This Week @ NASA: Space Station Power Upgrade, More

Space Station Power Upgrade

On Jan. 6, Expedition 50 Commander Shane Kimbrough and Flight Engineer Peggy Whitson of NASA conducted the first of two planned spacewalks outside the International Space Station to upgrade the station’s power system. Kimbrough and Whitson began installation of adapter plates and completing electrical connections for six new lithium-ion batteries, which arrived in December. Kimbrough will venture outside the station again on Jan. 13 with Flight Engineer Thomas Pesquet of ESA (European Space Agency) to continue and complete the upgrade.

New Discovery Missions

On Jan. 4, NASA announced the selection of two missions to explore previously unexplored asteroids. The first mission, called Lucy, will study asteroids, known as Trojan asteroids, trapped by Jupiter’s gravity. The Psyche mission will explore a very large and rare object in the solar system’s asteroid belt that’s made of metal, and scientists believe might be the exposed core of a planet that lost its rocky outer layers from a series of violent collisions. Lucy is targeted for launch in 2021 and Psyche in 2023. Both missions have the potential to open new windows on one of the earliest eras in the history of our solar system – a time less than 10 million years after the birth of our sun.

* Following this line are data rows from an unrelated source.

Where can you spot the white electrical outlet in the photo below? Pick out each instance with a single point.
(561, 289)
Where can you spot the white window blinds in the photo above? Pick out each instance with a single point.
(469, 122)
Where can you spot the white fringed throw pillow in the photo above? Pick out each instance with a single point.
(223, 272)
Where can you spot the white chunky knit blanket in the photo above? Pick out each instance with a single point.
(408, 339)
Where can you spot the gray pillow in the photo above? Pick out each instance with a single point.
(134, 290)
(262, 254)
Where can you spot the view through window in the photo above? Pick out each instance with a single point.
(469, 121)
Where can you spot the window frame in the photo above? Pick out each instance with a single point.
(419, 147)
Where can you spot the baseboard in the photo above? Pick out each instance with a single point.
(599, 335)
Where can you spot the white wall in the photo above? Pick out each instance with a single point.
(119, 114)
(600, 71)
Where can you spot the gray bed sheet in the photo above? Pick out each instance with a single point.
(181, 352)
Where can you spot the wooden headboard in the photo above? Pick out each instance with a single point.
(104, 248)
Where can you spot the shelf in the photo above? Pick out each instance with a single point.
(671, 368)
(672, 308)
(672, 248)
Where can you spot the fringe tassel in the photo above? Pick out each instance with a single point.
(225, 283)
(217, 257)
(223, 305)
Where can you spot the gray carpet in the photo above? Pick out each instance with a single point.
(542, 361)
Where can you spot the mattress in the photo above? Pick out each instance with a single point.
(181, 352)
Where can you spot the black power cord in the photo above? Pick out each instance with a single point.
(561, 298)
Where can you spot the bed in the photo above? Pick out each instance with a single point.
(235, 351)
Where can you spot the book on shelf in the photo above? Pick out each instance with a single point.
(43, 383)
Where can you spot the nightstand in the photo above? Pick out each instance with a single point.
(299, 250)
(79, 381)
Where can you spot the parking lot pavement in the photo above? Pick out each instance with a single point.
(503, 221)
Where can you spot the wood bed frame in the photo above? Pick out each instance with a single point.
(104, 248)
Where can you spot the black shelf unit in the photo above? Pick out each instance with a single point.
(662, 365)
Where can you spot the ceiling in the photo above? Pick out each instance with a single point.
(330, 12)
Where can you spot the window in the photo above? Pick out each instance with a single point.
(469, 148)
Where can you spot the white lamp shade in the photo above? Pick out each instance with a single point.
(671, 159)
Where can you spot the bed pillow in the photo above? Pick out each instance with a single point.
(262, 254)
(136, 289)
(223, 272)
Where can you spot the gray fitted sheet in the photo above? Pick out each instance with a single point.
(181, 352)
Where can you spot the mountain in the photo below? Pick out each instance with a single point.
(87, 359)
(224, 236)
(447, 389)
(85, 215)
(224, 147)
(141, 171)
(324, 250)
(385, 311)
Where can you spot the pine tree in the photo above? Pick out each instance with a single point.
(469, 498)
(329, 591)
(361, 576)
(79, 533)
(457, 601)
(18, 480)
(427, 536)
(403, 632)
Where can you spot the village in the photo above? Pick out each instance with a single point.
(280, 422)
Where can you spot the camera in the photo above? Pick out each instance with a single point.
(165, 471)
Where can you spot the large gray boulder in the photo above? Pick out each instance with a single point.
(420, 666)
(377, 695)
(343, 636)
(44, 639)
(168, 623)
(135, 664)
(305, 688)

NASA Astrophysics Mission Discussed at AAS

NASA Astrophysics news discussed Jan. 3 through 7 at the 229th meeting of the American Astronomical Society in Grapevine, Texas included the agency’s selection of a science mission to explore, for the first time, the hidden details of some of the most extreme and exotic astronomical objects, such as stellar and supermassive black holes, neutron stars and pulsars. The Imaging X-ray Polarimetry Explorer (IXPE) mission, targeted for launch in 2020, will fly instruments capable of helping astronomers answer fundamental questions about these phenomena and their extreme environments. The mission was selected out of 14 proposals.

Tracing the 2017 Solar Eclipse

A new NASA animation is providing a more detailed view of how the moon’s shadow will actually appear as it travels across the U.S. during the total solar eclipse on Aug. 21 of this year. Data visualizers have typically represented the moon’s shadow as an oval. But, with data about lunar terrain, land forms on Earth, and sun angle – provided by the Lunar Reconnaissance Orbiter and other NASA assets – this animation shows, for the first time, that the moon’s shadow is better represented as a polygon. The animation shows the eclipse path with the greatest accuracy to date.